I reach up to give him jumper cables, to make him laugh, to make him smile, to crack the frosty veneer that’s making these stairs an unbearable exercise in tension relief.

He stops dead, three stairs from the top: “Don’t.”

=  =  =

When Erick flits around my room, energized by the same sugar that gave him seizures when he was four, I roll my eyes and walk out into the hall that leads to the kitchen. I let Lucee out when she scratches at the door, and encourage her to take a step off the entryway so that dad might be able to see she doesn’t just pee on everyone else’s walking space. 

“Go on, Lu,” I prod.  “Just a little further, just a few more steps.” She never leaves unless I too take a step onto the frozen cement. And even if she does, I feel guilty because I am forcing her to dip herself into the snow and freeze her privates to the ground. I always crack myself up a little bit with this thought. I picture her stuck to the snow covered yard and then myself rushing inside to call the fire department just like if one of my classmates had stuck their tongue to the pole that the swings hang from. I put it in headlines in my brain: “LOCAL DOG STUCK BY PRIVATES!”  
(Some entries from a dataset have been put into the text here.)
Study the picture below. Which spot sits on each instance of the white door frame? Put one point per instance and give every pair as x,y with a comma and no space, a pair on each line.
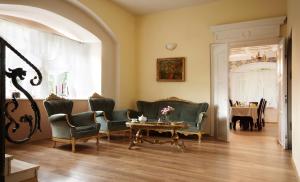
237,34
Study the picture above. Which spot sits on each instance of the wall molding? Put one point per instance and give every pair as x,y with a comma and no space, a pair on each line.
249,30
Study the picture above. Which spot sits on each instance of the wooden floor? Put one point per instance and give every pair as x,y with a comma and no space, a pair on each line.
250,156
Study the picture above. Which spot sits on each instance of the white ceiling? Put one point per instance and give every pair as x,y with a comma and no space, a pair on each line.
60,24
142,7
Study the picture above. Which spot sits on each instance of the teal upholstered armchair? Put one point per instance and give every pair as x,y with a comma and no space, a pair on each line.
68,128
111,120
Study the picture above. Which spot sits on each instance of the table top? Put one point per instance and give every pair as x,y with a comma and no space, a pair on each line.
157,125
244,111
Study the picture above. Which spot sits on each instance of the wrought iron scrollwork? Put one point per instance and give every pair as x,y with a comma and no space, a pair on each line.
32,122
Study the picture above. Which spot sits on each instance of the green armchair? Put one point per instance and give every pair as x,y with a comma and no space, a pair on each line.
111,120
68,128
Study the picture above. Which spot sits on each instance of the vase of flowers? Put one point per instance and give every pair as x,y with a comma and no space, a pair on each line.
165,113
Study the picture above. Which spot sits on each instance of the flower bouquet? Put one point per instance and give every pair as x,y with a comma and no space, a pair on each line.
165,112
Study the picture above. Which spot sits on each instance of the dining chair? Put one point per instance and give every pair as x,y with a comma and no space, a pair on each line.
253,104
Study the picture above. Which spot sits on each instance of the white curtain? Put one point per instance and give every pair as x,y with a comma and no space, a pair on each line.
69,68
250,83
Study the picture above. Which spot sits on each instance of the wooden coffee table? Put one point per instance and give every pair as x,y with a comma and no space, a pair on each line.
137,137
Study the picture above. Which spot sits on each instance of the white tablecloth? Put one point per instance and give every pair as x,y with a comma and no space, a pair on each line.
244,111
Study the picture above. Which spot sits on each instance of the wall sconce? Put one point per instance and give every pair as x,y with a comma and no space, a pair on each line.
171,46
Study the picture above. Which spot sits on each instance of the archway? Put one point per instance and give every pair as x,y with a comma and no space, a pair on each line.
75,11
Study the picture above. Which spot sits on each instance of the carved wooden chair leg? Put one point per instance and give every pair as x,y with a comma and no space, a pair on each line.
199,137
73,144
108,136
97,141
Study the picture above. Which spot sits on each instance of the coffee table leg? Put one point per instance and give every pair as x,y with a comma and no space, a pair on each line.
175,138
131,144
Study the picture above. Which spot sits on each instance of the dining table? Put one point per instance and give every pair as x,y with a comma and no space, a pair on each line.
244,111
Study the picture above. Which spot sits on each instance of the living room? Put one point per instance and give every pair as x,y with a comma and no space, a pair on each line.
131,44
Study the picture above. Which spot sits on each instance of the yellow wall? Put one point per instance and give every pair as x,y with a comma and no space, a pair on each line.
190,29
294,24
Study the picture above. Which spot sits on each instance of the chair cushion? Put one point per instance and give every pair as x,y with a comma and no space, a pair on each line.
103,104
85,131
149,109
116,125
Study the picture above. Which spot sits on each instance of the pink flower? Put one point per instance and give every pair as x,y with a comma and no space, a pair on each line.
167,110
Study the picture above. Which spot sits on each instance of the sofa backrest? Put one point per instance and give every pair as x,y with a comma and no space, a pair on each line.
102,104
184,110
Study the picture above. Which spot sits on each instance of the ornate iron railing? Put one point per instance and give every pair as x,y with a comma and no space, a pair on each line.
7,120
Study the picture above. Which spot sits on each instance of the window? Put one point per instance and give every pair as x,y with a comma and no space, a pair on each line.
70,68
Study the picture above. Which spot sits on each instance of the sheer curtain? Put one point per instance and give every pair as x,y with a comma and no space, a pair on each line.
69,68
253,82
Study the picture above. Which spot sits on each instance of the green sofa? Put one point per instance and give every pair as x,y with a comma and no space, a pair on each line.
194,114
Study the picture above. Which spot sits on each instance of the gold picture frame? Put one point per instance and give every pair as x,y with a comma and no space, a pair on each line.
170,69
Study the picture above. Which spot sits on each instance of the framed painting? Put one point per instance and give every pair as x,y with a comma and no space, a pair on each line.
170,69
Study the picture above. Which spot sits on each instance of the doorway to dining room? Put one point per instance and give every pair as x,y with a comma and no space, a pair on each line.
254,89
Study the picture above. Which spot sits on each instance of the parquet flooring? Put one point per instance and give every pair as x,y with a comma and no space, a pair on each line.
249,157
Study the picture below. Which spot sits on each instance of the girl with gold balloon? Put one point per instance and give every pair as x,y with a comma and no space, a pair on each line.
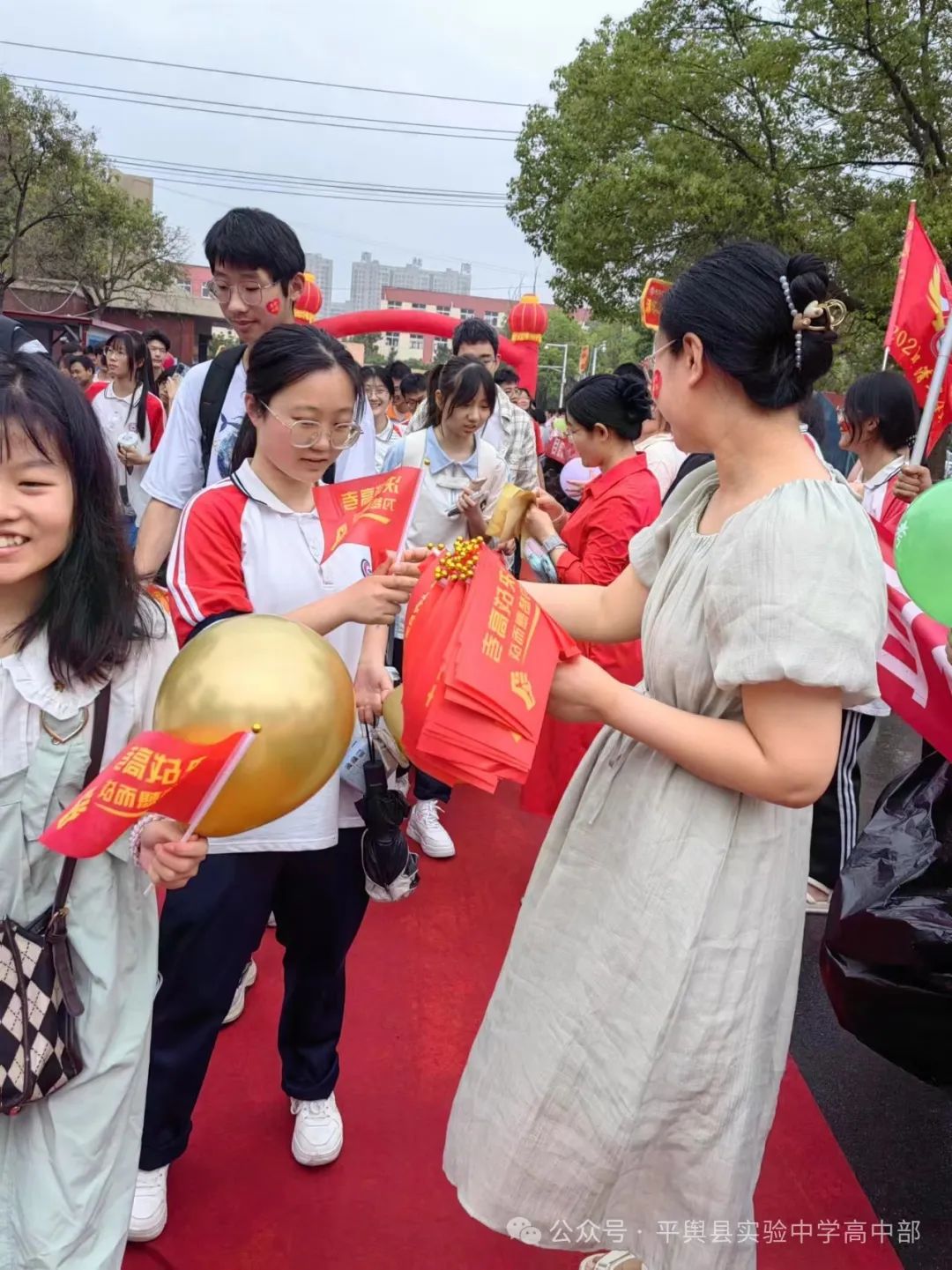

And then I realize that nothing like that ever happens to anyone in real life. That sort of stuff is better suited for movies, for books, for make-believe. It’s better suited for photographs, for pictures— for the pictures on the puzzle boxes that are stacked up inside the hallway closet.

=  =  =

It’s cold, and there is nothing worse than a silent winter morning after you’ve emptied your being into an experience that is, in itself, a sad and quiet vacuum. A door opens, shuts, and another door follows suit.  A car starts up and pulls away from the curb of snow and ice, and its wheels crawl up a hill as the sun climbs higher through the silver-lined sky. The radio plays, but there are no words for this moment, there are no lyrics that describe the disquiet that exists in silence. The air is heavy with thoughts and you can tell they are there because they smother the sounds of an angry engine that does not want to work this hard in the frigid morning.  

The breaks are pushed down and there is a kiss.   

One door opens, shuts, and I try to say goodbye. But he doesn’t look back and, really, there is no reason for him to do so.

The car finds its way back to my driveway.

I park.

The music has shut off, though I do not notice the change. Instead, the back of my neck flares up and my ears begin to ring. I do not look up into my kitchen windows just in case my roommates are watching me through the glass.

One door opens, shuts, and I step out onto the driveway, and I have not said goodbye. I can’t help but look back over the hill and into the sun-lit, monotonous sky.

I hop from one scattered pile of snow to another on my way to the front door, keeping my head down in search of something in the chilly banks. If I look hard enough, I might just find the jigsaw piece I’ve left somewhere on the ground.